2.3.4.      Kelebihan dan Kekurangan Pembelajaran Tipe STAD
Dalam suatu pembelajan yang diterapkan tentunya ada aspek kelebihan dan aspek kekurangan dari penerapan metode pembelajaran yang diterapkan.
1.             Kelebihan Pembelajaran Tipe STAD
                     a.            meningkatkan pencurahan waktu pada tugas;
                    b.            rasa harga diri menjadi lebih tinggi;
                     c.            memperbaiki kehadiran;
                    d.            penerimaan terhadap perbedaan individu menjadi lebih besar;
                     e.            perilaku mengganggu menjadi lebih kecil;
                     f.            konflik antar pribadi berkurang;
                    g.            sikap apatis berkurang;
                    h.            motivasi lebih besar atau meningkat;
                      i.            hasil belajar lebih tinggi;
                      j.            meningkatkan kebaikan budi, kepekaan, dan toleransi.

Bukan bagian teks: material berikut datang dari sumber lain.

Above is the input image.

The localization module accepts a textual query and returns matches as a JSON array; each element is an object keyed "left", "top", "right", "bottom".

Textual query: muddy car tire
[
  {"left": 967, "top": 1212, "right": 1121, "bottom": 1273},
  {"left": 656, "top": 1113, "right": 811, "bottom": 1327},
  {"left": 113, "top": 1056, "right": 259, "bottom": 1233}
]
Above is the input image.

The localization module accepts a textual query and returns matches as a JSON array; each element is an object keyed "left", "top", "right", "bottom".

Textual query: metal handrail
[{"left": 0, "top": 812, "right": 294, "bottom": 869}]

1.             Kekurangan Pembelajaran Tipe STAD
a.              Adanya ketergantungan negatif bagi siswa yang malas
b.             Siswa yang berkemampuan tinggi merasa dirugikan
c.              Sulitnya memberikan pemahaman kepada anggota tim yang berkemampuan kurang
d.             Penilaian berdasarkan kemajuan seluruh anggota tim
e.              Siswa berkemampuan tinggi belum tentu mempunyai nilai yang tinggi karena penilaian berdasarkan akumulasi nilai tes anggota tim
f.              Pembelajaran harus dengan waktu yang cukup lama
g.             Adanya perilaku acuh dari siswa yang berkemampuan tinggi
h.             Tim terdiri dari anggota tim yang berkemampuan heterogen




2.4.           Penelitian Tindakan Kelas (PTK)
2.4.1.      Pengertian Penelitian Tindakan Kelas (PTK)
Dalam bahasa Inggris penelitian tindakan kelas (PTK) diartikan dengan Classroom Action Research (CAR). Namanya sendiri sebetulnya sudah menunjukkan isi yang terkandung di dalamnya. Oleh karena ada tiga kata yang membentuk pengertian tersebut, maka ada tiga pengertian pula yang dapat diterangkan.
       1.           Penelitian – kegiatan mencermati suatu objek, menggunakan aturan metodelogi tertentu untuk memperoleh data atau informasi yang bermanfaat untuk meningkatkan mutu dari suatu hal yang menarik minat dan penting bagi peneliti.
       2.           Tindakan – sesuatu gerak kegiatan yang sengaja dilakukan dengan tujuan tertentu, yang dalam penelitian ini berbentuk rangkaian siklus kegiatan.
       3.           Kelas – dalam hal ini tidak terikat pada ruang kelas, tetapi dalam pengertian yang lebih spesifik. Seperti yang sudah lama dikenal dalam bidang pendidikan dan pengajaran, yang dimaksud dengan istilah kelas adalah sekelompok siswa yang dalam waktu yang sama, menerima pelajaran yang sama dari guru yang sama pula.
Memang menurut pengertian lama, – tetapi  salah –, kelas adalah sebuah ruangan tempat guru mengajar dan untuk siswa yang sedang belajar. Untuk melumpuhkan pengertian yang salah dan dipahami secara luas oleh umum dengan “ruang tempat guru mengajar” tersebut, perlu ada penjelasan yang lebih rinci. Menurut pengertian pengajran, kelas bukan wujud ruangan, tetapi sekelompok peserta didik yang sedang belajar.
Dengan menggabunngkan batasan pengertian tiga kata inti tersebut, yaitu (1) penelitian, (2) tindakan, (3) kelas, maka dapat disimpulkan bahwa penelitian tindakan kelas merupakan suatu pencermatan terhadap kegiatan belajarberupa sebuah tindakan yang sengaja dimunculkan dan kegiatan terjadi dalam sebuah kelas secara bersama.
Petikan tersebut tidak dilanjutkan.